I'm fine with letting everyone try to program. Everyone should try to paint, write, make movies, play music, all those good things.
But if nobody tells someone they're stupid after they've proved repeatedly to be stupid--if we, as a culture, are too nice to leave bad reviews of bad work; if we overlook that time that Bob's excel sheet cost the company five days of downtime, and how we had to hire three extra interns to do redundant data-entry for it--then Bob might think people should be paying him a professional programmer's salary for his time. Bob might put out his shingle as a programmer. And now, the market has one more lemon.
There are some things which require real, natural (or nurtured-in, at least) talents. Singing, for example. Everything I've experienced in dealing with other programmers tells me that programming skill, in the end, is just an outgrowth of the ability to think logically, systematically, and formally--and that these abilities are part of your mental architecture, and, if they're not determined genetically, at least can only be developed when you're young.
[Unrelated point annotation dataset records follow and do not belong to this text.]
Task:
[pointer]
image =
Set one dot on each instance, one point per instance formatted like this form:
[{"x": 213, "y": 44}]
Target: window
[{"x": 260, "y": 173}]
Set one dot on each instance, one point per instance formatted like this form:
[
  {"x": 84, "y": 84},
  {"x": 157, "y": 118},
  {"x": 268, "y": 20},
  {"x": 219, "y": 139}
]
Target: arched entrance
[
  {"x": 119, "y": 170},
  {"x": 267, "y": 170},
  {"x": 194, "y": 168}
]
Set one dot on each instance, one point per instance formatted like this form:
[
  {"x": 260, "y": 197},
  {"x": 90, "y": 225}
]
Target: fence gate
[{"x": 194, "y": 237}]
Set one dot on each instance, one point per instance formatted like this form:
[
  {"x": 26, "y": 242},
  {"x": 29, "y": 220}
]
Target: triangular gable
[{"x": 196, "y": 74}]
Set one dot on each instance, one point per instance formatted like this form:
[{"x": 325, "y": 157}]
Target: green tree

By the time someone comes into their first high-school programming class, they already will or won't be an Engineer by mindset, and there's no switch you can flick on them, no number of facts and rules you can teach, to turn that around.
To use a slightly-sour analogy, it's like the cases of children found surviving in the wild, and taken into society. They can learn words, in the same way a chimpanzee does, but they never become able to grasp syntax--their mental architecture has already set, and that component wasn't included. Logical/formal/systems thinking seems to be like this. If anyone needs to teach it, it's parents, and probably around the same age as reading. But we literally don't know what it is that's needed, specifically; what exercise you can do with a kid to "induce" logical thinking. What did we do when we were young? Play with lego? Play pretend?
I'm not completely sure I agree with you yet, but this argument does mesh very well with the trope that so many programmers first started programming when they were very young. I was playing with BASIC at age 5, and anecdotally I've heard very similar stories from other programmers at a rate that exceeds what my expectation would be of a random distribution, and definitely exceeds corresponding anecdotal evidence from other professions (i.e. number of people in profession X who were doing X at a very young age).
The point of possible disagreement is that I'm still inclined to think that any person can learn how to program at any point in time, but that it is just exceedingly uncommon for them to actually do so. Typical CS classes are certainly not going to accomplish it. Like you said, it's about thinking logically, systematically, and formally. I think very few people actually try to learn how to do that late in life. If you don't already have it, you probably don't value it enough to try to get it. It's almost tautological: how would someone who doesn't think rigorously be convinced of the value of thinking rigorously?
Get out of people's way and stop telling them they're stupid, and they will fucking amaze you.